Według paryskiej straży pożarnej nie odpowiada on żadnej interwencji, którą przeprowadzono tego wieczoru. Z powodu braku innego tropu, strażacy za możliwą jego przyczynę podają ulewy i burze, które przeszły w tym czasie nad regionem.
Airparif zajmujący się badaniem jakości powietrza w regionie Ile-de-France nie odnotował wysokiego poziomu dwutlenku siarki w powietrzu.
Zastępca mer Paryża Emmanuel Grégoire zapewnił, że tego wieczoru nie doszło do żadnego pożaru, nie zgłoszono też wypadku w zakładzie czy fabryce, a zapach siarki może mieć związek z ulewnymi opadami deszczu. Dodał też, że trwają dalsze weryfikacje.
Jako inny możliwy powód podał uwolnienie wyziewów siarkowodoru z oczyszczalni ścieków spowodowane ulewą, po czym nie wykluczył również wypadku przemysłowego, który nie został zgłoszony władzom.

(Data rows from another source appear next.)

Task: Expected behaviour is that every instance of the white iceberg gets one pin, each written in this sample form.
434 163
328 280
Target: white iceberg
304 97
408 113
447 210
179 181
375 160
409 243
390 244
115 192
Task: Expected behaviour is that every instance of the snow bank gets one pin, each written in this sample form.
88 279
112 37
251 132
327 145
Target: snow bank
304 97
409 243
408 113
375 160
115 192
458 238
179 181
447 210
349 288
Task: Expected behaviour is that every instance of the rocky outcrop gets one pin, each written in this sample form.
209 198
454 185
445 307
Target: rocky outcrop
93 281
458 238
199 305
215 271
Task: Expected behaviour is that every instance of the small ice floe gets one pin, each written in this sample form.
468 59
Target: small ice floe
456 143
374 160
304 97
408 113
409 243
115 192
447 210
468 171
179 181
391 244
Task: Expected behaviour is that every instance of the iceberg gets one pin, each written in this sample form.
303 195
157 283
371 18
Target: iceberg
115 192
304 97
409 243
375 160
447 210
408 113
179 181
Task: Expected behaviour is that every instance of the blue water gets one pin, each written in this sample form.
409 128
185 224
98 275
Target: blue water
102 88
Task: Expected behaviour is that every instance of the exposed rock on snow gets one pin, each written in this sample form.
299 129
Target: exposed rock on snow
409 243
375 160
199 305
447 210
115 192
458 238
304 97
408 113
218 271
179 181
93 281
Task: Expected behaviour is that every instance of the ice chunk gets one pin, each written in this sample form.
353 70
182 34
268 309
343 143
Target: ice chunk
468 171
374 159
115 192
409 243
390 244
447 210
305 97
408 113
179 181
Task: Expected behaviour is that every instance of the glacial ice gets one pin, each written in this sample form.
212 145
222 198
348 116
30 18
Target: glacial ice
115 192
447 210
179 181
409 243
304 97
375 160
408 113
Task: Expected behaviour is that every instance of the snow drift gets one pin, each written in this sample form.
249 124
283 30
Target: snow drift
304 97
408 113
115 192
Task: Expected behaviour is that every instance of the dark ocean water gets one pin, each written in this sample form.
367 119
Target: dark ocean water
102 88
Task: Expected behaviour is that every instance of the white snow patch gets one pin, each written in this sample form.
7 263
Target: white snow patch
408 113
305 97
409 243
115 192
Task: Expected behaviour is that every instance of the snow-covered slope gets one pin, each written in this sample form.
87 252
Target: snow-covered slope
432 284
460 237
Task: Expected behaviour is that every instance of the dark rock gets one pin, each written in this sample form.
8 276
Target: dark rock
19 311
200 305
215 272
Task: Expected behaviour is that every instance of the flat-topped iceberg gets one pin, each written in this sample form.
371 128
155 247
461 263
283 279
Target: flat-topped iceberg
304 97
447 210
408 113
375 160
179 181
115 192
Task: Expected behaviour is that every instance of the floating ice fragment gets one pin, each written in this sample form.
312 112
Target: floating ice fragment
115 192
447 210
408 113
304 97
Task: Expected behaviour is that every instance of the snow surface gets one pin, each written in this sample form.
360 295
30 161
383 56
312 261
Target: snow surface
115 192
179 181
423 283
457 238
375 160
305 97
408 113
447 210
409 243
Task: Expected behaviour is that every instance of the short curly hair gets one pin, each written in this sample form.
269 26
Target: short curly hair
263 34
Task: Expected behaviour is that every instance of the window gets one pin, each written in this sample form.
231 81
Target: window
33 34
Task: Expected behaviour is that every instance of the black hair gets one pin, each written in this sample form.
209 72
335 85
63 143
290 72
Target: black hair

Laboratorium Prefektury Policji wczoraj wieczorem pobrało próbki, mające na celu ustalenie przyczyn pojawienia się tego zapachu. Wyniki analiz mają być podane jeszcze dzisiaj. Pod uwagę brane są dwie hipotezy, a mianowicie, że źródłem są oczyszczalnie ścieków lub że chmura dwutlenku siarki napłynęła z zagranicy.
Aktualizacja z 11 maja godzina 22:13 : Komunikat Prefektury Policji
Przeprowadzone analizy powietrza nie wykazały obecności żadnego konkretnego związku, zwłaszcza siarki, który byłby źródłem przykrego zapachu w powietrzu. Prefektura poinformowała ponadto, że nie otrzymała żadnej informacji o incydencie przemysłowym, który mógłby być jego przyczyną.